If it goes to the Supreme Court? Well, the Court of Chief Justice John Roberts rules for Chamber-backed cases 70 percent of the time according to one study. It’s a safe space for corporate interests.

Moreover, Wall Street is weaponizing West Virginia vs. EPA, the bombshell decision that undercut the Environmental Protection Agency’s power to fight climate change, as a basis for its case. It’s now clear business lobbies will use this case to hamper action on vital issues of all sorts, be it consumer protection, antitrust, labor, securities law, or environmental rules.

Lurking behind the marquee effort to dodge accountability for discrimination is a long-held goal of Wall Street, namely to destroy a key pillar of the CFPB. When Congress created the agency in 2010, it granted a dedicated funding stream from the Federal Reserve, which earns money from its operations in capital markets. That meant that bank lobbyists can’t have their allies in Congress choke off CFPB appropriations, a common tactic with other regulators.

A well-led agency is effective at protecting consumers – and Chopra provides vibrant enough leadership that he scares bankers – so the lawsuit is an effort at destroying-by-defunding. Chief Justice Roberts even hinted in a prior case that he’d look favorably on a challenge to CFPB’s funding.

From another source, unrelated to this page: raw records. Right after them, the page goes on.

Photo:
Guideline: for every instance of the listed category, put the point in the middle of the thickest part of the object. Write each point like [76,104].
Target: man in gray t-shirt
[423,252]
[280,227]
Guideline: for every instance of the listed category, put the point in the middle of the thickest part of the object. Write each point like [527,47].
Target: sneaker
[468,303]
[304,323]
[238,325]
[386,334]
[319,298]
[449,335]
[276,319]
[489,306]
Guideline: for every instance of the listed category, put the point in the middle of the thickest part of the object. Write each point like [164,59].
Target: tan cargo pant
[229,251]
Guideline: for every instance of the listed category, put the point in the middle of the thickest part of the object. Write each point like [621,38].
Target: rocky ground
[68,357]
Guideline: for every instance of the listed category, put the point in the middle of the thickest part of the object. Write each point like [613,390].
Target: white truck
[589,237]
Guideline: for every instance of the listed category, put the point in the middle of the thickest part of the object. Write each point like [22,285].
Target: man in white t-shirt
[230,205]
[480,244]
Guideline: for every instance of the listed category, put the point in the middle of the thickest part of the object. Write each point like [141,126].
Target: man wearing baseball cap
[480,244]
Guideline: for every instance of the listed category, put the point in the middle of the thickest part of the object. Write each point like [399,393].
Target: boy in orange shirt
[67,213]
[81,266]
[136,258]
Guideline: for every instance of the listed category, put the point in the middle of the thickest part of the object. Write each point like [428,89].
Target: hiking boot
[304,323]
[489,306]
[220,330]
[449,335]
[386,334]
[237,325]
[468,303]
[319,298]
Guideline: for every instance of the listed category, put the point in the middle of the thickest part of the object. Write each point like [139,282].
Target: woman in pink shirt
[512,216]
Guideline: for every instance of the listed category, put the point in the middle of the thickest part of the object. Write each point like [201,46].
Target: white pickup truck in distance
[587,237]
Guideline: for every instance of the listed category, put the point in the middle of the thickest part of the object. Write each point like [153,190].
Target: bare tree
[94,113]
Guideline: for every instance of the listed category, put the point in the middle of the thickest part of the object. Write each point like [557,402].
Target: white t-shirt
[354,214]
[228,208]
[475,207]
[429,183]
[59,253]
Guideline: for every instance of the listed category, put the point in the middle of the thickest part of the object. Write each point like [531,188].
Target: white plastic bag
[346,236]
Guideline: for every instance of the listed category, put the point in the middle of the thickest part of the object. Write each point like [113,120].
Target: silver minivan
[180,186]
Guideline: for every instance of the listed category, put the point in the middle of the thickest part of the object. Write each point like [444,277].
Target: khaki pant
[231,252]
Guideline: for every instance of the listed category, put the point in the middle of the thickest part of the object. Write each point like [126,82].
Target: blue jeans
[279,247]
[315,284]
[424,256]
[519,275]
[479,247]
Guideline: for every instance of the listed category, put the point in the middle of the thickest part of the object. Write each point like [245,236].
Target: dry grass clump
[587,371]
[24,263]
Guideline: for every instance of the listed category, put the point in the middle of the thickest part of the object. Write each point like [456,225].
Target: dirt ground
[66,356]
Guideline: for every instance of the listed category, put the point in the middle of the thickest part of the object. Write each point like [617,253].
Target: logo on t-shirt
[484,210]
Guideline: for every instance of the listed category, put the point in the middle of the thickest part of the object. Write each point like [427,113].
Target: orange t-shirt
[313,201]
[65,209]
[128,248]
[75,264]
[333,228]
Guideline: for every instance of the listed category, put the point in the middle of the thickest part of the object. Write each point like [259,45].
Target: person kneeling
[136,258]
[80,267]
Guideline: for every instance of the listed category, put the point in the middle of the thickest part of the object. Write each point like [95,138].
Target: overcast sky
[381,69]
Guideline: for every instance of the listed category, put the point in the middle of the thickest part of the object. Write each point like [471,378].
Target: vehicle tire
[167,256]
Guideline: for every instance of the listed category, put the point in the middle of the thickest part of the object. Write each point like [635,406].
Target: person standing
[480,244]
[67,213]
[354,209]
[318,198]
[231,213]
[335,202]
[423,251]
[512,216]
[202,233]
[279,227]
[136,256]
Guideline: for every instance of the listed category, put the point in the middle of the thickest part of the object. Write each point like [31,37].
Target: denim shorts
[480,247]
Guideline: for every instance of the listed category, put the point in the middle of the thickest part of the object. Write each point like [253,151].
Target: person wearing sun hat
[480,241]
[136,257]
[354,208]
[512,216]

Then we come to the sheer hypocrisy at work here.

The murder of George Floyd on May 25, 2022 led to nationwide attention to the problems of structural racism, an environment that compelled at least lip service from Wall Street’s biggest banks. But lip service does no service at all to racial equity in the United States.

JPMorgan Chase, the largest U.S. bank, published a photo of its CEO, Jamie Dimon, kneeling in front of a bank vault. That cringeworthy scene merited satire enough at the time. But since JPMorgan is one of the main banks, only two years later, behind a lawsuit that aims to avoid reckoning with discrimination, it may be that satire has finally died.